The exhibitions are part of The Returning from the Front project funded by the Heritage Lottery Fund. The project brought together South Tyneside Council, North Tyneside Council, Community Arts Project North East and Tyne & Wear Archives & Museums.
Geoff Woodward, Museum Manager said:
“The impact of the First World War on society, communities across Tyneside and on individuals, was intense and long-lasting. People had to cope with the life-changing effects of loss, disability, psychological damage, the changing roles of women, and unemployment.
“Of course there was also joy when the war, which many feared would go on for ever, finally ended. These exhibitions provide an engaging opportunity to reflect and explore these themes that touch many of us directly through our own ancestors.”
The exhibition’s titles are lines taken from the powerful Laurence Binyon poem For the Fallen.

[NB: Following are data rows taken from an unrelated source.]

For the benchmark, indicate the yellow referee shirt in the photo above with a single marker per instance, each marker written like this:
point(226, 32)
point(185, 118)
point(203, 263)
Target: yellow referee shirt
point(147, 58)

Visitors can get up close to artworks, photos, personal diaries listing those who died, postcards and war ephemera like ration cards, identity tags and memorial plaques.
Both exhibitions features various personal stories of people from Tyneside. From the tragic story of war nurse Marion Dorothy Chapman of Westoe Village who died three months before the Armistice caring for the wounded in Egypt to the local conscientious objector Aaron Ernest Gompertz who rose to the position Mayor of South Shields.
Groups from local communities have contributed to the exhibitions; Wallsend Men’s Group looked at the impact of WWI on Wallsend creating artworks with artist Michelle Wood and children from primary schools all over the borough researched the life of Bombardier Victor Mercer and designed their own peace mug designs.
Lord Blyton Primary School in South Shields created designs for peace mugs and certificates like those given to children in South Shields and Jarrow at the end of the War. Members of Women’s Health in South Tyneside (WHiST) worked with glass artist Sue Delbridge in creating panels depicting woman at work during the war.